Em outubro de 2020, a comunidade resistiu a uma primeira tentativa arbitrária e truculenta de remoção. Em plena pandemia, a Polícia Militar invadiu o acampamento e derrubou as casas de duas famílias, sem que as pessoas tivessem chance de defesa, desconhecendo inclusive a existência do processo de reintegração de posse. Na ocasião, a liminar dava a posse da terra ao Banco do Brasil contra o antigo proprietário, que havia deixado a fazenda como garantia de empréstimo realizado no anos 1980 e nunca pago.

O banco  iniciou a reivindicação da terra como pagamento da dívida em 2010 e, a partir de solicitação feita pelo INCRA em 2018, iniciaram-se as tratativas para a destinação do latifúndio para o Programa Nacional de Reforma Agrária. Com a eleição de Jair Bolsonaro e a paralização total do programa pelo governo federal, a instituição financeira colocou a fazenda a leilão.

Cabe ao poder público, neste momento, garantir a segurança física e a dignidade das famílias que trabalharam para garantir seu alimento, dando função social e garantindo proteção ambiental a uma terra improdutiva e degradada por anos. Além de produzir para sua subsistência, a comunidade do Acampamento Oziel Alves Pereira realizou ações de solidariedade contra a fome na cidade ao longo do período de pandemia, distribuindo gratuitamente alimentos para famílias vulneráveis.
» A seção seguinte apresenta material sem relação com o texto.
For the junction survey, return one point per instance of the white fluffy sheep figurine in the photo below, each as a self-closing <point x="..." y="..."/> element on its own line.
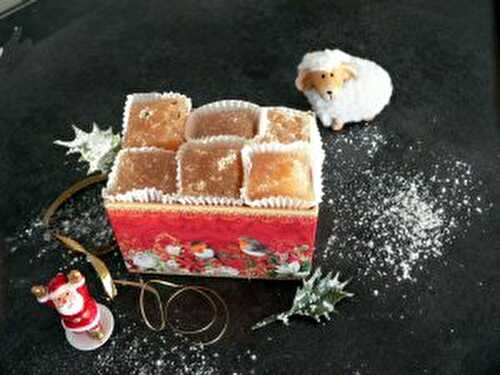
<point x="342" y="88"/>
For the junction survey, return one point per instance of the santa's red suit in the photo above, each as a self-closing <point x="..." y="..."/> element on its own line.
<point x="77" y="309"/>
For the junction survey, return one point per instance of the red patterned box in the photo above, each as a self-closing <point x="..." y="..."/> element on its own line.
<point x="218" y="241"/>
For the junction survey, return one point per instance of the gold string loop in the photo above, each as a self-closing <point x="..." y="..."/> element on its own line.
<point x="211" y="296"/>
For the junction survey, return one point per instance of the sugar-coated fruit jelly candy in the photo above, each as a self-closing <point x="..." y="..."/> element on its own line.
<point x="139" y="169"/>
<point x="241" y="122"/>
<point x="280" y="174"/>
<point x="286" y="126"/>
<point x="158" y="122"/>
<point x="211" y="169"/>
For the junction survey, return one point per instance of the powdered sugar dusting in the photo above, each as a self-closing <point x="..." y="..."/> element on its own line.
<point x="390" y="218"/>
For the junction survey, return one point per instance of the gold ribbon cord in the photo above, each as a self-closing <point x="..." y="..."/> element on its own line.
<point x="109" y="284"/>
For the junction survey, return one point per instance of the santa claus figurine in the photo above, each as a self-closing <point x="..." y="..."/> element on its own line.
<point x="87" y="323"/>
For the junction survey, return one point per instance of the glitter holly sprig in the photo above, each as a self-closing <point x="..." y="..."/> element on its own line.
<point x="316" y="299"/>
<point x="98" y="148"/>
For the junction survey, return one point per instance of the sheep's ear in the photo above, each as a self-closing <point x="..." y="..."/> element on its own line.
<point x="349" y="70"/>
<point x="302" y="81"/>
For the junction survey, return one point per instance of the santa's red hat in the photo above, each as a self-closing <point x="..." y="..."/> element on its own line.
<point x="55" y="285"/>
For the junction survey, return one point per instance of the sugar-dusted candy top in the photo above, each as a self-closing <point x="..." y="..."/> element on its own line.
<point x="280" y="174"/>
<point x="241" y="122"/>
<point x="287" y="126"/>
<point x="138" y="169"/>
<point x="211" y="169"/>
<point x="159" y="122"/>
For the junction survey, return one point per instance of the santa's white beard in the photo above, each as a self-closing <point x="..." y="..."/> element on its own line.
<point x="73" y="306"/>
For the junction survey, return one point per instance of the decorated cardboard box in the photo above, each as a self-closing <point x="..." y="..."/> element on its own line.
<point x="230" y="189"/>
<point x="242" y="242"/>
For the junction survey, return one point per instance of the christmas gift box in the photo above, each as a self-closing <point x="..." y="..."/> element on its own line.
<point x="230" y="189"/>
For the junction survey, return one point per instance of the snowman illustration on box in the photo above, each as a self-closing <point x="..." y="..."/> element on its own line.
<point x="87" y="324"/>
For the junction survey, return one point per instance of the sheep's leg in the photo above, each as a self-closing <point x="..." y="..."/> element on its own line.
<point x="338" y="126"/>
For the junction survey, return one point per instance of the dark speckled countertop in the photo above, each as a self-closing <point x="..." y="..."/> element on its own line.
<point x="76" y="61"/>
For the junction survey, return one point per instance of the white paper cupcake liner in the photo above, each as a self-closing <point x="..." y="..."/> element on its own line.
<point x="205" y="199"/>
<point x="219" y="106"/>
<point x="144" y="195"/>
<point x="283" y="201"/>
<point x="147" y="97"/>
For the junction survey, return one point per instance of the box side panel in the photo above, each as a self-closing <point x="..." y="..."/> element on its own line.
<point x="256" y="246"/>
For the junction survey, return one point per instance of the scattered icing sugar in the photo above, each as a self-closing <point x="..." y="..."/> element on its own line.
<point x="389" y="218"/>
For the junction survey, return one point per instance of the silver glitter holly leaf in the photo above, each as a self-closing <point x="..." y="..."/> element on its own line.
<point x="98" y="148"/>
<point x="316" y="299"/>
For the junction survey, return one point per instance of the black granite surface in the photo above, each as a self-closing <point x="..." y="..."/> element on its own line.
<point x="74" y="63"/>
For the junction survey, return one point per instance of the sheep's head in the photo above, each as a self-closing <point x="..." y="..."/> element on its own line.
<point x="326" y="83"/>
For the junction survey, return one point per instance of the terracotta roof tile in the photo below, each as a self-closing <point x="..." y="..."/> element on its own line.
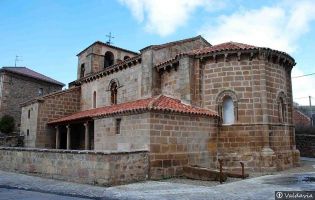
<point x="158" y="103"/>
<point x="24" y="71"/>
<point x="222" y="47"/>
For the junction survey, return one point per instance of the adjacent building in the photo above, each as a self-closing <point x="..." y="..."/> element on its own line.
<point x="20" y="84"/>
<point x="187" y="102"/>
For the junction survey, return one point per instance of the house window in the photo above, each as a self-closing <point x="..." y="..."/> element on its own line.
<point x="82" y="70"/>
<point x="40" y="91"/>
<point x="108" y="59"/>
<point x="228" y="110"/>
<point x="113" y="93"/>
<point x="94" y="99"/>
<point x="118" y="121"/>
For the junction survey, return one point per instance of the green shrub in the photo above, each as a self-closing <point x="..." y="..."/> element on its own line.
<point x="7" y="124"/>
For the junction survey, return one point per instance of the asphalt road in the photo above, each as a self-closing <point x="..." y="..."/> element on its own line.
<point x="20" y="186"/>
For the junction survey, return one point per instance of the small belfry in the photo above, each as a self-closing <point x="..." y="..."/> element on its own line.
<point x="110" y="37"/>
<point x="179" y="104"/>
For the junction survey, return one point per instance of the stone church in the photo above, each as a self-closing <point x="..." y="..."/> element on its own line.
<point x="187" y="102"/>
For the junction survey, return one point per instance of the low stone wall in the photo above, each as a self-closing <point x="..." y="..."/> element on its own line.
<point x="11" y="141"/>
<point x="91" y="167"/>
<point x="306" y="144"/>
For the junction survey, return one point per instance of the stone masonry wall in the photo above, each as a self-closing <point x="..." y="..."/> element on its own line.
<point x="129" y="88"/>
<point x="134" y="133"/>
<point x="29" y="124"/>
<point x="50" y="107"/>
<point x="178" y="140"/>
<point x="255" y="84"/>
<point x="100" y="168"/>
<point x="18" y="89"/>
<point x="306" y="144"/>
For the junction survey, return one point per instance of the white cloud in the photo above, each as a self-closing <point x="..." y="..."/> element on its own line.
<point x="278" y="26"/>
<point x="302" y="87"/>
<point x="163" y="16"/>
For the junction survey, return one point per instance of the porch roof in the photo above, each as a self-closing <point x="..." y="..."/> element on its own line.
<point x="157" y="103"/>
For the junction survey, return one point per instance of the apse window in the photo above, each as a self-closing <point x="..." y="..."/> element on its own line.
<point x="82" y="70"/>
<point x="228" y="111"/>
<point x="108" y="59"/>
<point x="113" y="92"/>
<point x="94" y="99"/>
<point x="40" y="91"/>
<point x="118" y="122"/>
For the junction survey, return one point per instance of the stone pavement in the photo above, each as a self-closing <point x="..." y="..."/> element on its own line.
<point x="255" y="188"/>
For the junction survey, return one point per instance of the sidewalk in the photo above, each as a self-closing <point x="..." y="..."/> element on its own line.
<point x="255" y="188"/>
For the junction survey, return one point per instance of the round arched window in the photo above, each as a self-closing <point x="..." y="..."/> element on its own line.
<point x="228" y="110"/>
<point x="108" y="59"/>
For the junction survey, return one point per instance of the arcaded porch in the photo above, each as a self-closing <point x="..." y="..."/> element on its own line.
<point x="75" y="136"/>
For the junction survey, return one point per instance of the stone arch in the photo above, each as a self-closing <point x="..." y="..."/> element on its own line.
<point x="114" y="80"/>
<point x="94" y="99"/>
<point x="282" y="104"/>
<point x="113" y="88"/>
<point x="227" y="98"/>
<point x="82" y="70"/>
<point x="108" y="59"/>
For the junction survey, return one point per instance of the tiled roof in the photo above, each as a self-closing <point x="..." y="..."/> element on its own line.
<point x="227" y="46"/>
<point x="24" y="71"/>
<point x="111" y="46"/>
<point x="158" y="103"/>
<point x="156" y="47"/>
<point x="222" y="47"/>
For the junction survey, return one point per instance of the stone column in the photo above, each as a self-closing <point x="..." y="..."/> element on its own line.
<point x="68" y="136"/>
<point x="87" y="136"/>
<point x="57" y="138"/>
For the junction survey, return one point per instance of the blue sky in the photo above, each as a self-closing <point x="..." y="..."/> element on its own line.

O QUE DIZEM AS CONDICIONANTES DA ADPF?

Após quase um ano e meio de suspensão legal das desocupações, com base na Arguição de Descumprimento de Preceito Fundamental (ADPF) 828, Supremo Tribunal Federal referendou decisão do ministro Luís Roberto Barroso, que determinou um regime de transição para a retomada dos despejos por ação judicial. Esse regime de transição determinou que:

“1. Tribunais de Justiça e Tribunais Regionais Federais devem instalar, imediatamente, comissões de conflitos fundiários que sirvam de apoio aos juízes. De início, as comissões precisam elaborar estratégia para retomar decisões de reintegração de posse suspensas, de maneira gradual e escalonada;

2. As comissões de conflitos fundiários devem realizar inspeções judiciais e audiências de mediação antes de qualquer decisão para desocupação, mesmo em locais nos quais já haja decisões que determinem despejos. Ministério Público e Defensoria Pública devem participar;

3. Além de decisões judiciais, quaisquer medidas administrativas que resultem em remoções também devem ser avisadas previamente, e as comunidades afetadas devem ser ouvidas, com prazo razoável para a desocupação e com medidas para resguardo do direito à moradia, proibindo em qualquer situação a separação de integrantes de uma mesma família.”